Les législateurs européens et les leaders de l’industrie technologique prennent des mesures pour faciliter la conformité à la loi sur l’IA de l’UE
Les deepfakes peuvent être créés et utilisés à diverses fins. Si leur nature est révélée et que leur création ne viole pas d’autres lois applicables, l’existence d’un deepfake ne soulève généralement pas de préoccupations majeures pour les législateurs. Selon certaines sources, le principe directeur est de déterminer si l’existence du deepfake viole la vie privée ou les droits de propriété intellectuelle de quelqu’un, ou si le deepfake induit en erreur des consommateurs, le grand public ou des personnalités notables qui n’ont pas été correctement averties.
Cependant, cette technologie présente des risques significatifs pour la sécurité et la vie privée, en raison de sa capacité à partager de la désinformation et à influencer le comportement par la tromperie. Sa capacité à imiter des individus peut nuire à la réputation des entreprises et des particuliers, et servir de véhicule pour les escroqueries, entraînant de lourdes pertes financières. Les fichiers deepfake ont augmenté de manière spectaculaire, passant de 500 000 en 2023 à 8 millions en 2025. De plus, une augmentation alarmante de 3 000 % des tentatives de fraude a été observée en 2023.
En 2024, les incidents de deepfake se produisaient à un rythme d’un toutes les cinq minutes, et les pertes financières aux États-Unis, facilitées par l’IA générative, devraient passer de 12,3 milliards en 2023 à 40 milliards d’ici 2027, soit un taux de croissance annuel composé de 32 %.
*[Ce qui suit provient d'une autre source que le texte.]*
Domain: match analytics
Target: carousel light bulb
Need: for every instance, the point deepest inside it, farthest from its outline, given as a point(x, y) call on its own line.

L’usage croissant des deepfakes et les risques pour les droits des consommateurs, la vie privée et la propriété intellectuelle ont suscité des inquiétudes au sein des communautés internationales. En réponse, les législateurs du monde entier ont institué diverses lois visant à protéger les droits les plus vulnérables face aux deepfakes. Les lois en cours d’élaboration se concentrent sur :
- transparence (étiquetage du contenu généré par IA),
- consentement (autorisation de la personne dont l’image a été publiée, répliquée ou manipulée),
- exigences de retrait (imposées aux entreprises et plateformes publiant le contenu des deepfakes).
L’Acte sur l’IA de l’UE
L’Acte sur l’IA de l’UE, le premier ensemble de lois à fournir un cadre légal pour traiter les risques associés à l’IA, est entré en vigueur en août 2024 et prévoit une approche progressive pour sa mise en œuvre. Depuis son adoption, l’Acte a attiré l’attention et suscité des débats allant de son potentiel à établir un précédent pour de futures lois sur l’IA à des critiques concernant une sur-réglementation et la menace qu’elle pose à l’innovation dans le secteur technologique.
Face aux préoccupations soulevées par l’industrie technologique concernant les responsabilités lourdes et les directives vagues pour la conformité, la Commission européenne a proposé un « Paquet de Simplification Numérique » visant à rationaliser les règles de l’Acte. La partie « Digital Omnibus » de ce paquet modifie l’Acte pour permettre une application plus prévisible et efficace de ses exigences.
De plus, la Commission a planifié des réunions avec des groupes de l’industrie technologique pour discuter des exigences d’étiquetage en vertu de la loi de l’UE, qui entreront en vigueur en août 2026. Pour s’assurer que les plateformes responsables de la conformité comprennent comment se conformer, les régulateurs collaborent avec des acteurs de l’industrie pour établir un ensemble de protocoles, connu sous le nom de « code de pratique », qui fournira des directives aux entreprises sur la manière de se conformer à la loi.
Implications
Les entreprises opérant à l’international doivent se conformer aux exigences de toutes les juridictions où elles sont présentes. Pour celles qui exercent dans l’un des pays de l’UE, il est crucial de prêter attention aux exigences de l’Acte sur l’IA de l’UE. Même si les entreprises ne sont pas directement présentes dans ces régions, l’Acte est souvent cité et pourrait servir de modèle pour d’autres législations, à l’image de l’influence considérable du RGPD.
Soulignant l’importance accordée à la facilitation d’un chemin fluide vers la conformité, des entreprises concurrentes telles qu’OpenAI, Microsoft, Google et Meta se sont regroupées pour former la Coalition pour la Provenance et l’Authenticité du Contenu, développant une méthode pour encoder des informations sur l’origine du contenu et son statut de génération par IA dans les métadonnées. Avec l’évolution de la technologie IA, il est probable que davantage d’innovateurs utilisent des solutions innovantes pour simplifier la conformité réglementaire.